First comes love. Then comes marriage. Then, for many, comes marriage counseling. But in a world where even Prince William and Kate Middleton are sitting down for counseling before the big day, should more engaged couples be considering a marriage counselor as part of the wedding planning process?
"People tend to think of counseling as the thing you do when something is wrong," says Sarah Harrison, senior editor and VP of content for love and relationship website YourTango.com. "People are only thinking of the good things before they get married. They even overlook the difficult things. This can be a deal-breaker in the long run."
"People will spend thousands of dollars on a prenuptial agreement to protect their money, but why not put that effort into protecting our love?" says Roseann Adams, a Chicago-based licensed clinical social worker.
"We get feedback from a lot of readers who believe marriage is supposed to be easy," adds Harrison. "Single women think that once they get married, life will get better. But it hasn't solved problems. It creates different ones."
Harrison suggests engaged couples ask themselves the following questions to decide if premarital counseling would be a good fit.
•Do you know how you would handle things if one of you loses your job?
•How do you feel about job relocation?
•What if you have an ailing parent? Would they move in with you?

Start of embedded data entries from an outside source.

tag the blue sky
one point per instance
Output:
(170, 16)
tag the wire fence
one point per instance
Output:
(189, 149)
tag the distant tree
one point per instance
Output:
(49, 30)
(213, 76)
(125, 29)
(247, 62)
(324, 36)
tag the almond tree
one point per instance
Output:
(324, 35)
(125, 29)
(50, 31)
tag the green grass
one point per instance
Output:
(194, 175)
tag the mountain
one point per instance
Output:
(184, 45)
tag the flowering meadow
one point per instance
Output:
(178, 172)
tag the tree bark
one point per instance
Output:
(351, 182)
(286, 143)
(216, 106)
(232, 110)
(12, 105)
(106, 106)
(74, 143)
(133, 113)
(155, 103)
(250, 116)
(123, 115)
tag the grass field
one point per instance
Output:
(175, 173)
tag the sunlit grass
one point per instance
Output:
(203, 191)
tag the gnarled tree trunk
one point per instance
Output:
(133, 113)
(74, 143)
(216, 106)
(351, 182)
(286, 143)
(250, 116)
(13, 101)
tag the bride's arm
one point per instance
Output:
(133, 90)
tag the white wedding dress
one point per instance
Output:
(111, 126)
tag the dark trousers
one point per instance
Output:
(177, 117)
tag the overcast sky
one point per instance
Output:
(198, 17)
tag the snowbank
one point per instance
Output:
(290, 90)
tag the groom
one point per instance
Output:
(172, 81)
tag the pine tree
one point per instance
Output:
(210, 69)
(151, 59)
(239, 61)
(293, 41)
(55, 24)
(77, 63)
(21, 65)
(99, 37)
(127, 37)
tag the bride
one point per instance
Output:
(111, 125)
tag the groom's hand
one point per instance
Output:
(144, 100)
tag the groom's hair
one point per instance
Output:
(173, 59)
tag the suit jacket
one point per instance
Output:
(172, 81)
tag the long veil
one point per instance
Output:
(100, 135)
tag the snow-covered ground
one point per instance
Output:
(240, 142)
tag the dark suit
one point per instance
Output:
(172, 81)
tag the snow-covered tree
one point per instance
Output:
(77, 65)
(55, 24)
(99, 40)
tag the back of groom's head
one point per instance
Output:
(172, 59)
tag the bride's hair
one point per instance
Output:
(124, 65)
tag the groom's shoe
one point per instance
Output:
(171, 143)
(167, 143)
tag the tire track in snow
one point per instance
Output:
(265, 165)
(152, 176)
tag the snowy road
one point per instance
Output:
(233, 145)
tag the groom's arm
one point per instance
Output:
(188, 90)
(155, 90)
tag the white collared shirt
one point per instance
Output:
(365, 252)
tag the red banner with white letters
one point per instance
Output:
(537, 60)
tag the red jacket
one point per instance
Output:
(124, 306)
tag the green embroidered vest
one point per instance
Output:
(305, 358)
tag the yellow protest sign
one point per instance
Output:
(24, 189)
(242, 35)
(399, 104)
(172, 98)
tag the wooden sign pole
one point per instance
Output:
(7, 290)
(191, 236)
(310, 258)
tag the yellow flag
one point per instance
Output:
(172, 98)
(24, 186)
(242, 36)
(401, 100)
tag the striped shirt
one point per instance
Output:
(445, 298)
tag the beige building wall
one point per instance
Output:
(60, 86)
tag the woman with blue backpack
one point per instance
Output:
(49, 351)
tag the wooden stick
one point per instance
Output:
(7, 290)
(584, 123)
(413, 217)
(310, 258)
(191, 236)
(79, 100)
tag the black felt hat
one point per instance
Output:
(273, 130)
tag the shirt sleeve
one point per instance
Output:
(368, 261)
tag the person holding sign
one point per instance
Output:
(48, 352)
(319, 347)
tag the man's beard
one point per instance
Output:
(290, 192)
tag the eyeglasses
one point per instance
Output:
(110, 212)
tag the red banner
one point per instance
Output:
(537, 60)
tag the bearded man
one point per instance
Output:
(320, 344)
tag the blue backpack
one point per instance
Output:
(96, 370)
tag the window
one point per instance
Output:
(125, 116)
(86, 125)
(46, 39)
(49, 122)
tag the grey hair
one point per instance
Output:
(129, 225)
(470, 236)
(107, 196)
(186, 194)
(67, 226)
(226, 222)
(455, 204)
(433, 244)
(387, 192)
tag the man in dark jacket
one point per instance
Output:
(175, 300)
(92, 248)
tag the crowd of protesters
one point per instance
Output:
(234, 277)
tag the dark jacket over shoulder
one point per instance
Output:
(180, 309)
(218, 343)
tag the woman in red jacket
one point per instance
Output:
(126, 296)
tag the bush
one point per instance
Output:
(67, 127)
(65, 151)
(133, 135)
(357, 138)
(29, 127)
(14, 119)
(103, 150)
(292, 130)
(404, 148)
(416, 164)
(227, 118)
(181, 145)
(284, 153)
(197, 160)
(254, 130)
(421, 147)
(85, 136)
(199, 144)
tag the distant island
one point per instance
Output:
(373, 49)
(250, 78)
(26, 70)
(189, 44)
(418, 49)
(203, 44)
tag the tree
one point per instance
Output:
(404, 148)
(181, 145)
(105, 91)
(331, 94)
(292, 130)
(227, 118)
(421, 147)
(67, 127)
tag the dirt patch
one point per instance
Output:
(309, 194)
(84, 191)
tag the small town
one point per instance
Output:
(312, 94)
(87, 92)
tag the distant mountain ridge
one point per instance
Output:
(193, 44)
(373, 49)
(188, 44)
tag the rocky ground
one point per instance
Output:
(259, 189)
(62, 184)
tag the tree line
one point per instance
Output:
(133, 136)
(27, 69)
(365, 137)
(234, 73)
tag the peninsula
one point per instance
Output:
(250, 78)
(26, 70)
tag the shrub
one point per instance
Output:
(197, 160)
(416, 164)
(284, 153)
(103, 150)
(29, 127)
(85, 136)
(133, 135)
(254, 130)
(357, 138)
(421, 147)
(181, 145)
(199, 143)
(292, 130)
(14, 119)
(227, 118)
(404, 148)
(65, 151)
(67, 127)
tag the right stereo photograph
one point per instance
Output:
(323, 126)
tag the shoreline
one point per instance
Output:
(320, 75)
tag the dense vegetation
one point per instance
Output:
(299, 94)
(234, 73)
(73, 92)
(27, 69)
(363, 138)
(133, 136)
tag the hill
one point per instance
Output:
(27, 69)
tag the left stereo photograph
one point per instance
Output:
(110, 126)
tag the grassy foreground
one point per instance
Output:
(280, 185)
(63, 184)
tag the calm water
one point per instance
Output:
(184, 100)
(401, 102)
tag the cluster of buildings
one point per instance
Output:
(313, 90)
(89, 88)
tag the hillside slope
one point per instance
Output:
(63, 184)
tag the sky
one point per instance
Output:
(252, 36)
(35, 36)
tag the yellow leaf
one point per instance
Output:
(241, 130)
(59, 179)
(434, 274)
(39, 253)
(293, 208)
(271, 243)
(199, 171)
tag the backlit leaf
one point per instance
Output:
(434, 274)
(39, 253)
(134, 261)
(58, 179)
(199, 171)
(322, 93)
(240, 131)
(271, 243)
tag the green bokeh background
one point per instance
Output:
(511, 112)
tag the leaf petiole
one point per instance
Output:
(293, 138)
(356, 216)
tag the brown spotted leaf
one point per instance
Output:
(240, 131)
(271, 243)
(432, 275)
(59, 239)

•Do you share the same core values?
•Have you even talked about religion or whether you will bring that into raising your kids?
•How was your spouse treated by his or her parents when they were disciplined?
"These are things people aren't considering in the honeymoon phase, but they need to be addressed head on," says Harrison. "If you differ on even one of these, you might want to consider a counselor."
So how does someone go about choosing the right counselor, especially if you and your fiancé aren't in agreement about seeking help?
"Find someone who has a history of working with couples and individuals," says Adams. "And we're not talking about long-term therapy here—most of the time it's six or eight sessions. If one person is resisting, it doesn't hurt for the other to come. Even if one person deepens their understanding and recognizes their downfalls, it has to make the marriage better."
And there's even some research data to back up that idea.
"There is a study from the National Directory of Marriage and Family Counseling that says premarital counseling can reduce the risk of divorce by 30 percent," says Adams. "If we know half of all marriages end in divorce, why prevent ourselves from doing something [to prevent it] ahead of time?"